Fare un complimento ad una persona è un dono meraviglioso ed è un modo molto efficace per far crescere una persona, forse ancora più efficace della cosiddetta “correzione fraterna”.

Alcune avvertenze

Oggi ti darò alcune indicazioni per fare dei complimenti che colpiscano nel segno. Ma prima alcune avvertenze:

  1. non esagerare, non ricoprire di complimenti una persona tutto in una volta, magari dilazionali nel tempo;
  2. non concentrarti sempre sulla stessa persona, non diventare ossessivo, anche per non far nascere strane idee nell’altra persona, specie se dell’altro sesso.
  3. fai soltanto complimenti sinceri: non farli tanto per farli, ma esprimi quella cosa solo se veramente la pensi. E se davvero il complimento è sincero, mantenere il contatto visivo con la persona alla quale stai rivolgendo il complimento è un modo molto efficace per far capire che veramente sei sincero.
  4. sorridi, ma non ridere, e anche se fare una battuta potrebbe aiutare a stemperare un certo imbarazzo, stai attento a non rovinare tutto e a far sembrare che in realtà stai prendendo in giro l’altra persona.

Ecco quindi tre segreti per un complimento perfetto.

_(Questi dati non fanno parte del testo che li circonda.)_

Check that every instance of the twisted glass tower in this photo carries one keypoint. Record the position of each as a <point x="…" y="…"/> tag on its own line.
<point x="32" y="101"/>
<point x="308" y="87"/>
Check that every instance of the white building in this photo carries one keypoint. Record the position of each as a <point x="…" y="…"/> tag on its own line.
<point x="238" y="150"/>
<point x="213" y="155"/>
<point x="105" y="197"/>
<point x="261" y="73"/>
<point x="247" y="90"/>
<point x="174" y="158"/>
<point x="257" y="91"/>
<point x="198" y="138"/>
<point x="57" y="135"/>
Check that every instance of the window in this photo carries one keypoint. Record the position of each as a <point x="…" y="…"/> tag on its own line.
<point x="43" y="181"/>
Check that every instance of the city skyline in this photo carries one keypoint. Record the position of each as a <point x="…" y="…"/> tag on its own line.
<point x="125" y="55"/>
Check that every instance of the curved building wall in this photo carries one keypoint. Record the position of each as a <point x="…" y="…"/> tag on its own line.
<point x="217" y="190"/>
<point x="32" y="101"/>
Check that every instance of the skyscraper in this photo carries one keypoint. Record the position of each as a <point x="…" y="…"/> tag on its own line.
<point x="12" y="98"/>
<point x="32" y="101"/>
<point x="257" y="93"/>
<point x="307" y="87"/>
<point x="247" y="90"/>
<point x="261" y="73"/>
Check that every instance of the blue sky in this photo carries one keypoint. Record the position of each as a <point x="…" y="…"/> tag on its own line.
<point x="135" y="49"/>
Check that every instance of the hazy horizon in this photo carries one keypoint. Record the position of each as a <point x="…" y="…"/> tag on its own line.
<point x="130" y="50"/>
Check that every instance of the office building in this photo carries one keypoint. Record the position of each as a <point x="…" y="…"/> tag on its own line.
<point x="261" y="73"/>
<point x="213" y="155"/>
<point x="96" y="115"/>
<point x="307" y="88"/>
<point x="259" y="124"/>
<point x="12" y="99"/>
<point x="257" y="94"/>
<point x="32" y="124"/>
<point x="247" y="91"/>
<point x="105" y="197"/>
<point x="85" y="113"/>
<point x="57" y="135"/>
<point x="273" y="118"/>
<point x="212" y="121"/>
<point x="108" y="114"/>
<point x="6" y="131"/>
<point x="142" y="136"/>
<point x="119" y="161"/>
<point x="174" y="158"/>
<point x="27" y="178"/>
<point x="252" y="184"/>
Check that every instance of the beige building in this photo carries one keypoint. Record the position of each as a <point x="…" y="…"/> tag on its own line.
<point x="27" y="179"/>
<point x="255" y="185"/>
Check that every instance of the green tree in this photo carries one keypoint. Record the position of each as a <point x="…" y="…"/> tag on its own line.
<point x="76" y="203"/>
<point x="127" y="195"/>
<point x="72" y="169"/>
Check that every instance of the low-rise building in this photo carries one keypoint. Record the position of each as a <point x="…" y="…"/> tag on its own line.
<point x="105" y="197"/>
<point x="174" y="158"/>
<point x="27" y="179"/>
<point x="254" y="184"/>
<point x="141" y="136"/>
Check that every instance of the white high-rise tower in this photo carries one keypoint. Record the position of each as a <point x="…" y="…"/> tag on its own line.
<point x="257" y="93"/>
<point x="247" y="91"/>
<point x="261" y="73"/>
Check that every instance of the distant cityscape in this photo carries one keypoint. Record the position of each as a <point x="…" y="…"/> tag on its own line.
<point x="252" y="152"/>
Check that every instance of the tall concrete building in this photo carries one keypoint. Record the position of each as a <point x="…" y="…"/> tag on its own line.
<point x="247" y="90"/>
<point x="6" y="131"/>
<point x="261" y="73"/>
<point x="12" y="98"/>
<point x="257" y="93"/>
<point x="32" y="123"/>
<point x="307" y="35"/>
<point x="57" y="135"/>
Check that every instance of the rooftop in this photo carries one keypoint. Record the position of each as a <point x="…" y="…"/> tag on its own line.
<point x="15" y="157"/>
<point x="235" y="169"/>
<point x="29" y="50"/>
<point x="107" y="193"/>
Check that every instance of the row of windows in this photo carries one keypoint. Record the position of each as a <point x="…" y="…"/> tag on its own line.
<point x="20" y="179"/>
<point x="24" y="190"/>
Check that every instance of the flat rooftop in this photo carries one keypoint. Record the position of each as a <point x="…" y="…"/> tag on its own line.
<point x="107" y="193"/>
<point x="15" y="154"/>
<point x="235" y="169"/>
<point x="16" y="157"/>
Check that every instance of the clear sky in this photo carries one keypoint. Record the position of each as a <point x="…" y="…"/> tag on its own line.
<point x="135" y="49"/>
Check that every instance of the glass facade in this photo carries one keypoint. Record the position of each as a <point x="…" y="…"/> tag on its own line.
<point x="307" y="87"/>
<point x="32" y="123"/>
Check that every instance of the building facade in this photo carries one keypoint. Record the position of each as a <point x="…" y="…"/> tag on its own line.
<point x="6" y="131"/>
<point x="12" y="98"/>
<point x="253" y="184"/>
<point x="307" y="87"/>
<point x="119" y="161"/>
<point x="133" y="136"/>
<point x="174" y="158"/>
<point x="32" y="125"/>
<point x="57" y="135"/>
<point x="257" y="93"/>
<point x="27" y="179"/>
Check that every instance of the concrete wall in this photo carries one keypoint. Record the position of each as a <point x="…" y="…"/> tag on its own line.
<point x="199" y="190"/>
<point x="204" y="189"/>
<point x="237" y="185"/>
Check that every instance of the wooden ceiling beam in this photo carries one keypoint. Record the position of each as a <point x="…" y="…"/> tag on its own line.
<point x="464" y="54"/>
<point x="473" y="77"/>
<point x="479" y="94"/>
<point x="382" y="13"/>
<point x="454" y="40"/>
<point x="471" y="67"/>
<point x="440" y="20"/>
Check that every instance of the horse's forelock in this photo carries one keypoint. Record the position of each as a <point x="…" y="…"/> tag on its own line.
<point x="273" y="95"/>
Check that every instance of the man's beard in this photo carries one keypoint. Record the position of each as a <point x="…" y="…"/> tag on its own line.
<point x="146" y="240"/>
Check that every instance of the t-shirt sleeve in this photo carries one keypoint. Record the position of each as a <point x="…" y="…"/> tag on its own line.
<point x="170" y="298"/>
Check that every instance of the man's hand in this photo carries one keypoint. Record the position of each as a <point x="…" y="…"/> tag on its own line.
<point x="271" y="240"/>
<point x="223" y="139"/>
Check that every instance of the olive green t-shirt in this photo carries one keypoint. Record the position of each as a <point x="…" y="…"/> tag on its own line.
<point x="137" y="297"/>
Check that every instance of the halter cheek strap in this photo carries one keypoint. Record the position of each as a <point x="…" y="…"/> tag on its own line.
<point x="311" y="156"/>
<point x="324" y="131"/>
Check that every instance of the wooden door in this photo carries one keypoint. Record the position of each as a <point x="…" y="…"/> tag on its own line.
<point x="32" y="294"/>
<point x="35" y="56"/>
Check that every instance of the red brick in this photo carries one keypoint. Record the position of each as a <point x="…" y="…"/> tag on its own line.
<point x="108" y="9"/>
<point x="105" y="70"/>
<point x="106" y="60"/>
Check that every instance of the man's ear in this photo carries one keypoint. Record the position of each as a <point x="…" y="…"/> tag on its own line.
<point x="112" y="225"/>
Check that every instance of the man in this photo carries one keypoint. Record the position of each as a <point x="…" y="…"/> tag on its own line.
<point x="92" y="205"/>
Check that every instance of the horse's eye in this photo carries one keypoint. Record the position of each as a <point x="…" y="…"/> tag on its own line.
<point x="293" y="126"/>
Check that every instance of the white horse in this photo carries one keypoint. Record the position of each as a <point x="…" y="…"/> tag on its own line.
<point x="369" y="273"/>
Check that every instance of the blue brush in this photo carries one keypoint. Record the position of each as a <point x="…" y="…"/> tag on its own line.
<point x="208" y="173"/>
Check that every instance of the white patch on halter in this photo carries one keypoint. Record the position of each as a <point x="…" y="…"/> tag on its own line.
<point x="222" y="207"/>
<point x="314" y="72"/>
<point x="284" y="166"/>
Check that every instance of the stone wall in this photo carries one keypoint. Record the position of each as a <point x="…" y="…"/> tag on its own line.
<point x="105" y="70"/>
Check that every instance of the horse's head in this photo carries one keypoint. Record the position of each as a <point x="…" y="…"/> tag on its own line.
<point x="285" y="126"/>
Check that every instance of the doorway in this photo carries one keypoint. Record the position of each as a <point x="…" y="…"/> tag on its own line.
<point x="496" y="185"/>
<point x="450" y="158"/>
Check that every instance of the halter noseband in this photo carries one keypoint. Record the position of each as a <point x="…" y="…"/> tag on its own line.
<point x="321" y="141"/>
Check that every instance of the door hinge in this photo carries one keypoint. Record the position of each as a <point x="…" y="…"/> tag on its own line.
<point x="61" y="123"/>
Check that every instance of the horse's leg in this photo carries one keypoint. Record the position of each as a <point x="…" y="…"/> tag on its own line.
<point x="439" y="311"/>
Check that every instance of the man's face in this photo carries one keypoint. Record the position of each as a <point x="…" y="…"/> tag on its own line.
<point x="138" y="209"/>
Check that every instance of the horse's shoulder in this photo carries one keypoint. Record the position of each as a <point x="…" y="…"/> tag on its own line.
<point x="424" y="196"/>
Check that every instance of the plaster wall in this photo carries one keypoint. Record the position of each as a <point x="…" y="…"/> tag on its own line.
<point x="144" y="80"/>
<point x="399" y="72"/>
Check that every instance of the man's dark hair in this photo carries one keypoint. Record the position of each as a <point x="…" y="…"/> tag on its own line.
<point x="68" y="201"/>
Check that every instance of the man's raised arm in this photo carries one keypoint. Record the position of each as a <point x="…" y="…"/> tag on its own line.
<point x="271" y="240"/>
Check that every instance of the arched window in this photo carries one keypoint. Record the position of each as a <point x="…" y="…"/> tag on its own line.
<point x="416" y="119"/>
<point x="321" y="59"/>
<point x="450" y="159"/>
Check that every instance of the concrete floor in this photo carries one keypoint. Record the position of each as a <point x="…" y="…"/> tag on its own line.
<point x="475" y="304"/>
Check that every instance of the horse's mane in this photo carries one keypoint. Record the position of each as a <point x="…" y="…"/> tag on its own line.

1 – Focalizzati sull’interiorità, piuttosto che sull’esteriorità

Il tipico complimento: “Ma che bel vestito che hai! Ma che bel taglio di capelli! Ma che bel maglione!”.

Può far piacere, certo… ma a te farebbe più piacere che ti dicessero che sei proprio elegante, o che hanno apprezzato il tuo modo di gestire quella situazione difficile sul lavoro?

Oppure, preferisci che un amico ti faccia un complimento su come hai abbinato il colore della cravatta con quello dei calzini, o su quell’aspetto del tuo carattere che per te è così importante?

L’esteriorità è alla portata di tutti, ma essere attenti all’interiorità di una persona richiede uno sguardo più profondo, denota un’attenzione molto più grande, che va al di là delle apparenze, e credo che a tutti fa molto piacere quando vediamo che una persona si interessa a noi più profondamente.

2 – Focalizzati sullo sforzo più che sul risultato

La frase: “Complimenti per l’impegno” è diventata quasi proverbiale in senso riduttivo: se di fronte ad una torta dici “complimenti per l’impegno”, è come se gli dicessi che non era granché.

Ma immagina un’altra situazione, immagina un bambino che non è riuscito a fare ancora benissimo ciò che doveva fare. Che so: “Bravo, ti sei impegnato tantissimo in questo esercizio, sei proprio un ragazzo in gamba e ancora un pizzico di tempo e migliorerai ancora!”.

Anche perché il risultato non lo puoi sempre controllare, la l’impegno, lo sforzo, il processo che porterà al risultato, quella è la cosa importante sulla quale puoi agire. E se al ragazzo si riconosce che ci sta mettendo tutto l’impegno, equivale a dire che sta facendo tutto ciò che è il suo potere fare, e questo sicuramente può accrescere la sua autostima.

Oppure, nei riguardi di un adulto: “Sei in una fase molto delicata della tua vita e devi prendere delle decisioni importanti. Secondo me sei stato veramente grande a fare quella scelta”.

3 – Focalizzati sulle cose piccole piuttosto che sulle grandi

Spesso con gli amici, ancor di più con i famigliari, tante cose le diamo per scontate, specialmente le cose piccole. Ma se ci pensiamo bene, la nostra vita è composta per la maggior parte da cose piccole, banali, quotidiane, invisibili.

Ecco perché, in famiglia, ma non solo, fare un complimento su una cosa piccola, è molto efficace: è come far uscire dall’invisibilità una cosa che abitualmente è invisibile, permette di dare importanza a cose che nella stragrande maggioranza dei casi neppure ci accorgiamo che vengono fatte.